The Trouble with Writing
The trouble with writing every single day is that sometimes I have nothing to say. I suppose this is not strictly true, because I have plenty rolling around in my head and heart. The problem is that not all stories are mine to tell. This is the lesson I’ve learned (and keep learning) the hard way.
In her book on writing, Anne Lamott says “You own everything that happened to you. Tell your stories. If people wanted you to write warmly about them, they should have behaved better.” I remain unconvinced, and schools of thought diverge around this issue wildly. In every writing class I’ve ever taken (which admittedly is only 3 of them), authors/instructors describe their own differing approaches to this issue.
So what do I do with the hard stuff I’m wrestling through? How do I get it down for posterity and/or my own learning process that happens most readily through writing? The answer, perhaps, is that I don’t, at least not publicly. I can scribble all I want in my actual journal, far from the ever-seeing and always-judging eyes of the internet.
Is there a way, though, to talk about my neighbors and friends and family, my kids even, and do it with dignity and love? I’m not sure. There is always, immediately, a power differential, because I am the one telling the story. I am choosing which words to include and which to leave out. I pick quotes and details, I shape the landscape with my words. I remember things the way I saw them and heard them, not necessarily the way they actually happened. I pen myself, perhaps, into a softer light or a harsher one, depending on how I feel that morning. I craft the truth as carefully as possible and yet it still eludes.
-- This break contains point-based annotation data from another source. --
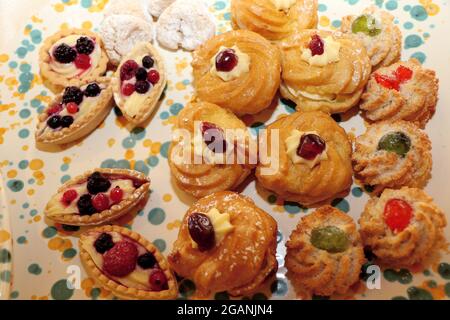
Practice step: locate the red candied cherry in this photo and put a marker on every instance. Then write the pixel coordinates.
(153, 76)
(403, 74)
(226, 60)
(54, 109)
(397, 214)
(69, 196)
(72, 107)
(128, 89)
(128, 70)
(387, 82)
(316, 45)
(158, 280)
(100, 202)
(83, 61)
(311, 145)
(120, 260)
(116, 195)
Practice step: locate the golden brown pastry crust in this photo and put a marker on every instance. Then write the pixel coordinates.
(147, 108)
(382, 169)
(59, 80)
(118, 289)
(416, 101)
(113, 213)
(334, 88)
(412, 245)
(330, 179)
(241, 261)
(383, 49)
(83, 125)
(261, 16)
(252, 91)
(202, 179)
(319, 271)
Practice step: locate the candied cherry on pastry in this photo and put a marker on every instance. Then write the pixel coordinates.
(201, 231)
(158, 280)
(397, 214)
(120, 260)
(103, 243)
(311, 145)
(226, 60)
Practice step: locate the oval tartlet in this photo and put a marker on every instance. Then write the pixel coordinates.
(145, 107)
(118, 289)
(82, 125)
(55, 207)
I have been written about before, and I hated it. Seeing myself, my home, our lives, through the eyes of a journalist made me embarrassed and blush-y. Like why would I have said that? Or that’s not what I meant when I made that comment. The author had the power to choose how she heard what I said and then how she shared it, and I was appalled at the person she felt like I was. Maybe this example is more the case that I see myself in a more flattering light than I actually appear, like the difference between my favorite mirror next to the lamp casting soft shadows and the florescent lights/three-way-mirrors at the mall fitting room. Which one tells the truth about who I am? Both? Neither?
How can I adequately explain that I love my neighborhood dearly and find beauty in the broken crib beside the road, but also that I hate the ways it is changing with the marching advance of gentrification? How do I describe the young moms we work with who are heroes and work diligently against tall odds to create beauty for their children, but are also woefully unprepared and under-supported as the pressures of motherhood swell? How do I tell you about the young man who picked up a gun and made a terrible mistake? Or the family left sitting in the wake of that mistake, two families actually, lives lost and found and lost again.
Perhaps for now, or forever, the tension of this burden will be enough to still my pen (or keyboard). I will carry their stories in my chest and scrawl their secrets in my journal. My body will ache under the weight of it, and some days I will not want to emerge from under my covers. But they do and so I will too. They go to school and to work carrying their own stories and the unbearable weight of them, they pay their bills and hope the government shutdown doesn’t mean they will lose their home because their housing voucher and their food stamps are in peril. They do not despair, they have hope. And so it’s a complicated story, and the ways we tell it will cast soft shadows like a gentle lamp or sharp ones from the bright overhead buzzing florescent bar.